W najnowszym odcinku programu na kanale czołowego propagandysty Władimira Sołowjowa pojawił się nowy wróg - sami Rosjanie, ale ci, którzy wyjechali za granicę w obawie przed mobilizacją albo przez sprzeciwianie się prowojennej polityce Putina.
Prowadzący program uważa, że wkrótce "Rosjanie będą chcieli powrócić". Ale, jego zdaniem, nie będzie to takie łatwe, ponieważ muszą przygotować się na życie w rosyjskim społeczeństwie. Dlatego muszą "poczuć skruchę".
Tylko tak "mogą powrócić do życia"
Zdaniem tzw. dziennikarza, jest to możliwe, jeżeli włączyć się w aktywne pomaganie rosyjskim żołnierzom, przede wszystkim walczącym najemnikom z prywatnej Grupy Wagnera, którzy najczęściej są byłymi więźniami i byli skazani za poważne przestępstwa.

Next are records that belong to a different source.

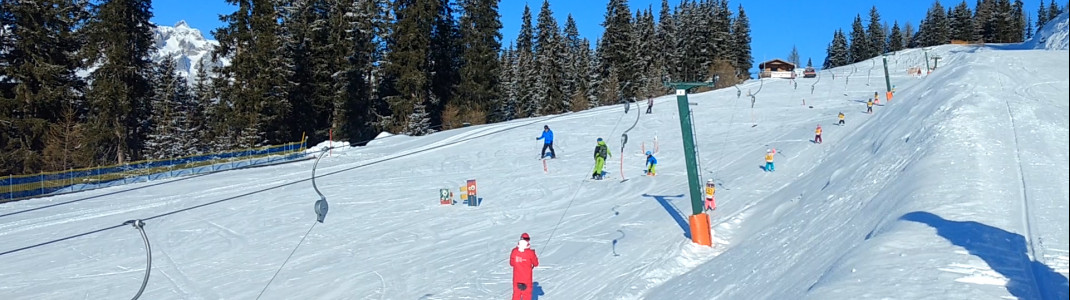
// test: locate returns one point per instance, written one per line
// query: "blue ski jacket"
(548, 135)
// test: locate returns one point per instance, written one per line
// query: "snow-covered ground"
(957, 189)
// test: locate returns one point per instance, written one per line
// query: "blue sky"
(775, 25)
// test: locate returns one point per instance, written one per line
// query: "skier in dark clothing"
(547, 141)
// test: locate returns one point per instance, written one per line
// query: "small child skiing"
(711, 201)
(547, 138)
(816, 137)
(651, 163)
(768, 160)
(601, 152)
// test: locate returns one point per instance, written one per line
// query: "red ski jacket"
(522, 263)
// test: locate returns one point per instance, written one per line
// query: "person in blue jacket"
(547, 141)
(651, 163)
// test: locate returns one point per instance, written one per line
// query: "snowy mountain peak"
(188, 47)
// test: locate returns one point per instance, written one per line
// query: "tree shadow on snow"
(673, 212)
(1005, 252)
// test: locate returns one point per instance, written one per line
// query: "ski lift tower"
(699, 220)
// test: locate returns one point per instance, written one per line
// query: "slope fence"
(14, 188)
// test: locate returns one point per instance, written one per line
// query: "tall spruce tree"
(740, 32)
(525, 76)
(172, 133)
(859, 42)
(646, 60)
(409, 65)
(837, 54)
(254, 86)
(480, 41)
(306, 30)
(572, 79)
(667, 39)
(962, 23)
(445, 60)
(935, 29)
(120, 43)
(37, 83)
(618, 50)
(550, 64)
(877, 40)
(896, 38)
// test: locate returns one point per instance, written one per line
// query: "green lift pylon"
(699, 221)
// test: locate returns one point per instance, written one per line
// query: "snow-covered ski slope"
(957, 189)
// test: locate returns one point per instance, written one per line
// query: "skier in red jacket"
(523, 260)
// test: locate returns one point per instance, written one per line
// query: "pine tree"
(618, 49)
(962, 23)
(409, 64)
(793, 57)
(877, 40)
(647, 63)
(172, 131)
(838, 53)
(505, 107)
(445, 60)
(550, 64)
(307, 48)
(572, 78)
(1019, 23)
(480, 41)
(254, 87)
(120, 42)
(207, 119)
(1041, 15)
(908, 35)
(37, 81)
(740, 30)
(1028, 27)
(1053, 11)
(859, 43)
(934, 29)
(525, 76)
(896, 39)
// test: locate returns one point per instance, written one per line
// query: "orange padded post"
(700, 229)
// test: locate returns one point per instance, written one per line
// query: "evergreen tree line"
(78, 87)
(990, 21)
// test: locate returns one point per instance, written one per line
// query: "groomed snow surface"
(957, 189)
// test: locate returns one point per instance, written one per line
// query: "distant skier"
(523, 261)
(816, 136)
(547, 141)
(651, 163)
(768, 160)
(601, 152)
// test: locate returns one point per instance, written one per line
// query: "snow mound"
(1055, 34)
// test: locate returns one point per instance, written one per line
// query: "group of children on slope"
(601, 153)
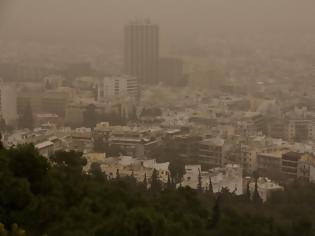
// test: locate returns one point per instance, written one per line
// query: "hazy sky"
(102, 20)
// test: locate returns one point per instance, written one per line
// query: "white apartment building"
(121, 86)
(8, 105)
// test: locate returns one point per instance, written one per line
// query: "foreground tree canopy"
(55, 198)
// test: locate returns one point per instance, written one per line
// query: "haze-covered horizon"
(94, 21)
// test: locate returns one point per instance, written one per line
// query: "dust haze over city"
(170, 117)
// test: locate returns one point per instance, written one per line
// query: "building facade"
(142, 51)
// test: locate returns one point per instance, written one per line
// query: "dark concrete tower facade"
(142, 51)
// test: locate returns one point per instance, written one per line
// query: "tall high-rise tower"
(142, 51)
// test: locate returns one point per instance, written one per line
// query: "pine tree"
(169, 183)
(248, 194)
(145, 181)
(256, 197)
(117, 174)
(199, 186)
(1, 144)
(216, 213)
(210, 186)
(155, 182)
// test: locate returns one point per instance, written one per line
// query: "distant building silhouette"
(142, 51)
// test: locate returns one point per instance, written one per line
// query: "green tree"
(155, 182)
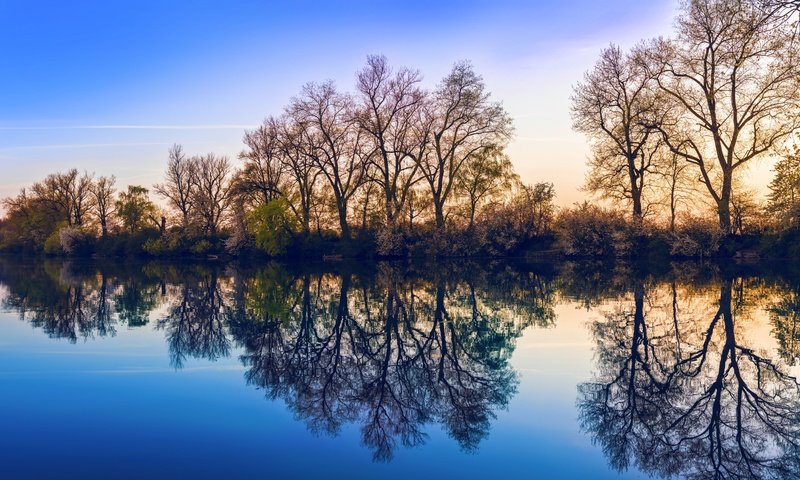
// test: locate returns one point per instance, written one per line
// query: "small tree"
(135, 209)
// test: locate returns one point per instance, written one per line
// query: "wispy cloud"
(82, 145)
(129, 127)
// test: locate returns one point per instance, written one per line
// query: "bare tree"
(302, 171)
(212, 194)
(333, 142)
(66, 193)
(463, 122)
(103, 192)
(264, 172)
(489, 175)
(388, 104)
(734, 71)
(179, 184)
(617, 107)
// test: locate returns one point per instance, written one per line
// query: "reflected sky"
(534, 371)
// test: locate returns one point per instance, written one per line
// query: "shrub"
(696, 237)
(587, 230)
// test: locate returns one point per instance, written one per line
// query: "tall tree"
(135, 209)
(333, 142)
(784, 197)
(213, 192)
(617, 107)
(103, 192)
(179, 184)
(734, 72)
(388, 104)
(462, 122)
(264, 172)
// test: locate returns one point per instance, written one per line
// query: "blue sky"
(108, 86)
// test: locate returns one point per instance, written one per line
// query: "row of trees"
(387, 161)
(675, 117)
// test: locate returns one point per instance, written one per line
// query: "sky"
(107, 87)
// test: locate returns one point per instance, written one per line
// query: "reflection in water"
(390, 351)
(684, 388)
(692, 375)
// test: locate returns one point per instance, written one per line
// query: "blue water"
(126, 402)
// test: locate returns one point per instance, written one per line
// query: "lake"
(458, 369)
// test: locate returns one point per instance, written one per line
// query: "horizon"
(108, 100)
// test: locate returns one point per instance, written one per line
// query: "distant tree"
(179, 184)
(388, 104)
(103, 193)
(461, 121)
(617, 107)
(488, 175)
(67, 194)
(734, 72)
(294, 141)
(135, 209)
(272, 225)
(264, 173)
(333, 141)
(212, 193)
(784, 197)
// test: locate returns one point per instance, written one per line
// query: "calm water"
(450, 370)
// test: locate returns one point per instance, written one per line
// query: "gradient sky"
(109, 86)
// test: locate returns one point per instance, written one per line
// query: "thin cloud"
(82, 145)
(130, 127)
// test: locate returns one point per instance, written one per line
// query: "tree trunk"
(724, 203)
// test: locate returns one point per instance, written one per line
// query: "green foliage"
(784, 198)
(273, 226)
(134, 208)
(592, 231)
(202, 247)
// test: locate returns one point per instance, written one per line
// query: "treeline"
(389, 169)
(395, 169)
(675, 122)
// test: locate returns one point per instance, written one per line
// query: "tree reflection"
(195, 324)
(393, 355)
(682, 392)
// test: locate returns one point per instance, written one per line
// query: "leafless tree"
(734, 72)
(212, 194)
(463, 122)
(333, 142)
(103, 192)
(264, 171)
(179, 184)
(388, 106)
(617, 107)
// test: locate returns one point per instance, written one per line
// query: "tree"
(734, 72)
(67, 194)
(212, 192)
(180, 183)
(264, 172)
(617, 107)
(388, 105)
(488, 175)
(303, 173)
(333, 142)
(272, 226)
(462, 122)
(784, 197)
(103, 192)
(135, 209)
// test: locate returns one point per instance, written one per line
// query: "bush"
(76, 241)
(587, 230)
(696, 237)
(272, 226)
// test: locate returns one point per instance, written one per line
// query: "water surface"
(448, 370)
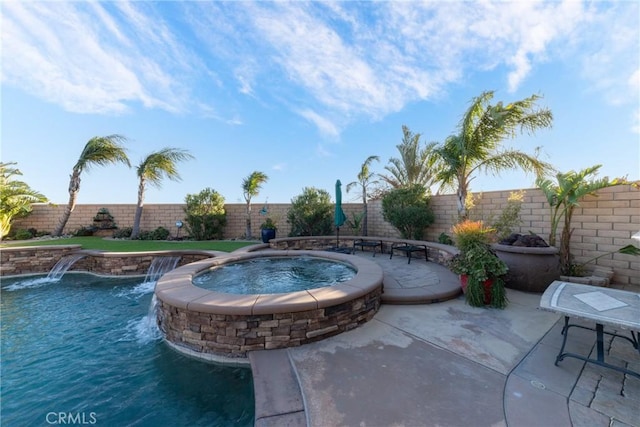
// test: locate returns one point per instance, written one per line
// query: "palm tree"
(365, 180)
(415, 165)
(251, 186)
(564, 195)
(152, 170)
(16, 197)
(100, 151)
(476, 146)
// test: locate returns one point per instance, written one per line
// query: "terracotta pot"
(530, 269)
(267, 234)
(487, 287)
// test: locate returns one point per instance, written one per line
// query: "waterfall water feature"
(63, 265)
(147, 328)
(159, 266)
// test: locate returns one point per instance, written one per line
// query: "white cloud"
(328, 62)
(326, 126)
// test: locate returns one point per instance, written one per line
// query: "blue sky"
(306, 91)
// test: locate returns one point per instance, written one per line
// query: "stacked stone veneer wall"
(234, 335)
(602, 224)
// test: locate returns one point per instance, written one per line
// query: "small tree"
(564, 195)
(152, 170)
(416, 165)
(365, 180)
(250, 188)
(205, 215)
(16, 197)
(98, 151)
(478, 144)
(311, 213)
(409, 210)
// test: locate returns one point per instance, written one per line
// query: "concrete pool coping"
(177, 289)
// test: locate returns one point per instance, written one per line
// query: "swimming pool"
(274, 275)
(85, 349)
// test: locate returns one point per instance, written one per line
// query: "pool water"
(85, 350)
(274, 275)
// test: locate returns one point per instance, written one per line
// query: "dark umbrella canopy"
(339, 216)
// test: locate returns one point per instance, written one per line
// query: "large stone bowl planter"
(530, 269)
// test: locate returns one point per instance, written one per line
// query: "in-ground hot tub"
(209, 324)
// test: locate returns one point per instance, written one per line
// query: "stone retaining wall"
(234, 335)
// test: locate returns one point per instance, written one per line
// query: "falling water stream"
(63, 265)
(87, 347)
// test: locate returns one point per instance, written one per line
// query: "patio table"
(368, 243)
(409, 249)
(613, 308)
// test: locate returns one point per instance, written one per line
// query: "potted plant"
(481, 271)
(268, 230)
(564, 195)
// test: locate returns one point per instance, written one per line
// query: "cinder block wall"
(601, 224)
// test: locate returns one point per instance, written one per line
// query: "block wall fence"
(601, 223)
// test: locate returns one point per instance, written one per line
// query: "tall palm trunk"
(138, 216)
(365, 220)
(248, 221)
(565, 244)
(74, 187)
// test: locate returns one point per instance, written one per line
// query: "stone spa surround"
(209, 324)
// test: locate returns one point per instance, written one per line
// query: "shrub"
(311, 213)
(122, 233)
(23, 234)
(409, 210)
(509, 218)
(159, 233)
(445, 239)
(84, 231)
(205, 215)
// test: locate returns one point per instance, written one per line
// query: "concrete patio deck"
(446, 364)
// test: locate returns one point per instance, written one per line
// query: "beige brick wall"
(601, 223)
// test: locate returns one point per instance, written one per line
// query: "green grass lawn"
(99, 243)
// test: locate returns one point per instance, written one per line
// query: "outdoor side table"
(408, 249)
(368, 243)
(613, 308)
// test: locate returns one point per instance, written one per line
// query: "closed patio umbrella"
(339, 216)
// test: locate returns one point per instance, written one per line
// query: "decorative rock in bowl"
(533, 265)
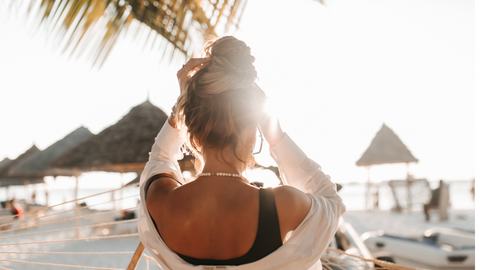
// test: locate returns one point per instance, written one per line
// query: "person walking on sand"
(219, 218)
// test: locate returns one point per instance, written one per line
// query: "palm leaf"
(91, 27)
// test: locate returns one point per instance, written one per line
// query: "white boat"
(437, 249)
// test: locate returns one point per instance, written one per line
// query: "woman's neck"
(216, 161)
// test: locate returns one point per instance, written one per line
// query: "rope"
(68, 219)
(66, 253)
(48, 207)
(389, 265)
(57, 213)
(61, 265)
(73, 228)
(70, 240)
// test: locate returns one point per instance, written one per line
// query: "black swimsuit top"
(267, 240)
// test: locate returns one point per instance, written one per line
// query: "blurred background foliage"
(91, 27)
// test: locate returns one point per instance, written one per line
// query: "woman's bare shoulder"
(292, 207)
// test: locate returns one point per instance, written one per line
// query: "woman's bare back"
(217, 217)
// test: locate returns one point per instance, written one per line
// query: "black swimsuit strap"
(267, 240)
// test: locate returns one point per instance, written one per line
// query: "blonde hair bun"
(221, 99)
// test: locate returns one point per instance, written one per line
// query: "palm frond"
(91, 27)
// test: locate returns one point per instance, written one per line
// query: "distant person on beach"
(434, 200)
(15, 208)
(219, 218)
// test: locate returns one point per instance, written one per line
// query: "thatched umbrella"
(38, 165)
(6, 180)
(122, 147)
(385, 148)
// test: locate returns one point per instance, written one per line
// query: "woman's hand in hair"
(194, 64)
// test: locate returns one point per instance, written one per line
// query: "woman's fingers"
(194, 64)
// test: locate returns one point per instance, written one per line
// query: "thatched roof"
(38, 165)
(4, 162)
(386, 147)
(122, 147)
(6, 180)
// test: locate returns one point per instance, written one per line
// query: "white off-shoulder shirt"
(306, 243)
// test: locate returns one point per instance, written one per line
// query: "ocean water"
(353, 195)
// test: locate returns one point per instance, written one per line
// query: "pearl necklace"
(236, 175)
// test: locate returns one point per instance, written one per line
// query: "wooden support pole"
(136, 257)
(77, 222)
(367, 189)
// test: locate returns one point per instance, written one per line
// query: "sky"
(334, 73)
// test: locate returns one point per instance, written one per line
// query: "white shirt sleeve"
(316, 231)
(164, 155)
(305, 245)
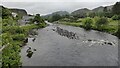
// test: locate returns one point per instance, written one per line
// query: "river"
(53, 49)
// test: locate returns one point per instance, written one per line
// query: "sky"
(49, 6)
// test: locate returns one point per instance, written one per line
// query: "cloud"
(60, 0)
(49, 7)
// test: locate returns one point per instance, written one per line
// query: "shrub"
(116, 17)
(18, 37)
(101, 22)
(88, 23)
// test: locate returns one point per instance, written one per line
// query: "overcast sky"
(48, 6)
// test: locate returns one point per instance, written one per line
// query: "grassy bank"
(13, 37)
(111, 27)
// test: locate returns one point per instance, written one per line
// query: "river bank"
(53, 49)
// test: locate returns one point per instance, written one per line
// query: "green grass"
(111, 27)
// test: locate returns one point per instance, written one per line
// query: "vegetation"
(106, 20)
(13, 37)
(88, 23)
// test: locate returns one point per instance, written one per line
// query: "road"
(53, 49)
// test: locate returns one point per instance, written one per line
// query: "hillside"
(19, 11)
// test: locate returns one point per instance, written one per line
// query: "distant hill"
(19, 11)
(61, 13)
(83, 12)
(101, 8)
(98, 9)
(80, 11)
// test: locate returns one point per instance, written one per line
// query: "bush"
(18, 37)
(88, 23)
(101, 22)
(116, 17)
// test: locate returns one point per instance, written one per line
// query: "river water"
(51, 49)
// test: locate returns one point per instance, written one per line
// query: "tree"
(116, 17)
(105, 9)
(101, 22)
(6, 13)
(116, 8)
(38, 19)
(88, 23)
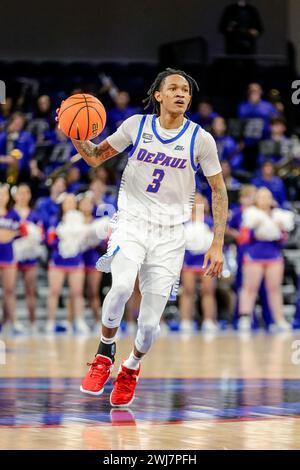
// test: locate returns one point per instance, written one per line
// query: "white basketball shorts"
(158, 251)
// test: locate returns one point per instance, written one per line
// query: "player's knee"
(121, 290)
(146, 335)
(188, 291)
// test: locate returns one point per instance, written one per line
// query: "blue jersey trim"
(168, 141)
(194, 166)
(142, 123)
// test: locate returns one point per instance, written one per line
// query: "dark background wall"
(129, 30)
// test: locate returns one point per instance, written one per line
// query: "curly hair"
(156, 85)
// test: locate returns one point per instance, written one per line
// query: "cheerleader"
(66, 262)
(267, 228)
(90, 258)
(9, 230)
(27, 249)
(199, 236)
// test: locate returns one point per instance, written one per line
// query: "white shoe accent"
(244, 324)
(187, 327)
(281, 326)
(91, 393)
(67, 325)
(131, 328)
(33, 329)
(81, 327)
(17, 328)
(164, 329)
(209, 326)
(50, 327)
(125, 405)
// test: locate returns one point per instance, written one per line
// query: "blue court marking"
(55, 402)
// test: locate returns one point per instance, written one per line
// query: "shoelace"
(124, 380)
(96, 368)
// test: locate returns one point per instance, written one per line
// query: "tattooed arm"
(93, 154)
(220, 214)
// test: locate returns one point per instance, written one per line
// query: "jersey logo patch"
(147, 137)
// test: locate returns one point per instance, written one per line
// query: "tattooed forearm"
(93, 154)
(219, 206)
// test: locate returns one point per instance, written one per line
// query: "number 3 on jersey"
(158, 177)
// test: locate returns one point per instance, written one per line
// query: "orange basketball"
(82, 117)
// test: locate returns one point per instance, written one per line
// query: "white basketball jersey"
(158, 183)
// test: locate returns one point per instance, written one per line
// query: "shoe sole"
(124, 405)
(88, 392)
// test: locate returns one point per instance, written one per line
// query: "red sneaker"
(124, 386)
(97, 376)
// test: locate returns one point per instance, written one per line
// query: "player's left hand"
(213, 261)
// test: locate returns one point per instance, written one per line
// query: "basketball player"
(155, 199)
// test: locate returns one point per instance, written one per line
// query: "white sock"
(107, 340)
(132, 362)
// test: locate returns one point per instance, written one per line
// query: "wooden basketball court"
(195, 392)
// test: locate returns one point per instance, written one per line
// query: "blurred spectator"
(257, 114)
(5, 112)
(102, 201)
(73, 180)
(48, 207)
(259, 111)
(93, 277)
(120, 112)
(16, 150)
(28, 265)
(43, 119)
(198, 234)
(276, 100)
(62, 149)
(231, 182)
(227, 147)
(241, 25)
(274, 184)
(278, 146)
(66, 263)
(204, 115)
(267, 229)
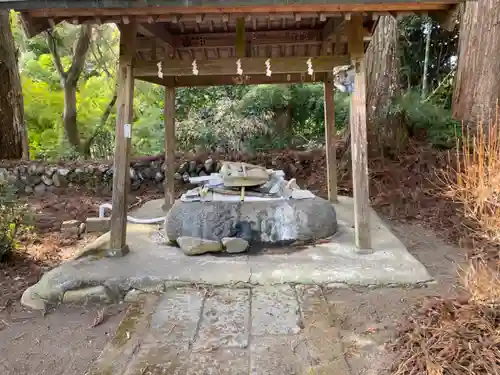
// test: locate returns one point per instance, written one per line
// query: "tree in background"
(477, 87)
(386, 131)
(13, 138)
(69, 79)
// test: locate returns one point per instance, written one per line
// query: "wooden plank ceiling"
(191, 44)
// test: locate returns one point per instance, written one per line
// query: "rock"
(59, 180)
(98, 294)
(302, 194)
(47, 180)
(30, 180)
(49, 171)
(63, 171)
(31, 300)
(134, 295)
(40, 169)
(70, 224)
(209, 165)
(183, 168)
(3, 175)
(133, 174)
(192, 167)
(159, 177)
(103, 168)
(82, 228)
(149, 173)
(98, 224)
(40, 189)
(32, 168)
(197, 246)
(234, 245)
(272, 222)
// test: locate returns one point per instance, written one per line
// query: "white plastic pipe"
(133, 220)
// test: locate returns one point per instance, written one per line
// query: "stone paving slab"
(149, 260)
(225, 320)
(221, 331)
(275, 311)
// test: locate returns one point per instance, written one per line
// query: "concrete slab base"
(153, 265)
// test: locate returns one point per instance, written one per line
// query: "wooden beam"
(169, 121)
(331, 139)
(257, 37)
(249, 66)
(101, 10)
(331, 27)
(158, 31)
(359, 137)
(202, 81)
(121, 176)
(240, 44)
(446, 19)
(33, 27)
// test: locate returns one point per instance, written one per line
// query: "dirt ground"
(64, 342)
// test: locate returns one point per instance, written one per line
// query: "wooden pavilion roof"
(175, 38)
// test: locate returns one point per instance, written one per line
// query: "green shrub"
(440, 128)
(13, 218)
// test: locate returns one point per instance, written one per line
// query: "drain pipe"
(133, 220)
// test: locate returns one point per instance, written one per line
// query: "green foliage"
(243, 118)
(13, 218)
(440, 128)
(443, 52)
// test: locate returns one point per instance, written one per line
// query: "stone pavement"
(275, 330)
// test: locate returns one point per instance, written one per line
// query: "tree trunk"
(69, 116)
(13, 142)
(428, 28)
(477, 84)
(386, 133)
(69, 81)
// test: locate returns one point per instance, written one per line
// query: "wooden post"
(359, 136)
(331, 150)
(121, 176)
(240, 47)
(169, 120)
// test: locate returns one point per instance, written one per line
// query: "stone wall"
(40, 177)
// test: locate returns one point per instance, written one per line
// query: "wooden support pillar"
(240, 45)
(169, 119)
(121, 176)
(359, 136)
(330, 136)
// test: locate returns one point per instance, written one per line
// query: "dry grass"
(462, 336)
(454, 336)
(475, 182)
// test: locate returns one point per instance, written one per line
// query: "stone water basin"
(270, 222)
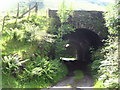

Jak wrócić do kraju? Tylko przez skruchę. A gdzie skrucha? Mogą dołączyć do Grupy Wagnera i publicznie występować przed rannymi żołnierzami, podawać miski z zupą i tylko po takich przejściach będą jakoś mogli powrócić do życia - mówi na antenie.
Rosjanie uciekali z kraju
Putin wydał 21 września dekret o częściowej mobilizacji na wojnę z Ukrainą oraz zagroził "użyciem wszelkich środków", by bronić Rosji przed rzekomym zagrożeniem ze strony Zachodu. W ciągu niecałych dwóch tygodni od ogłoszenia mobilizacji przez Władimira Putina Rosję opuściło około 700 tys. osób.
Łącznie z Rosji według niektórych szacunków wyjechało ponad milion osób. Najczęściej Rosjanie uciekali do Kazachstanu, Gruzji, Armenii i Turcji. Prezydent Kazachstanu mówił we wrześniu, że "większość osób udających się z Rosji do Kazachstanu jest w sytuacji bez wyjścia".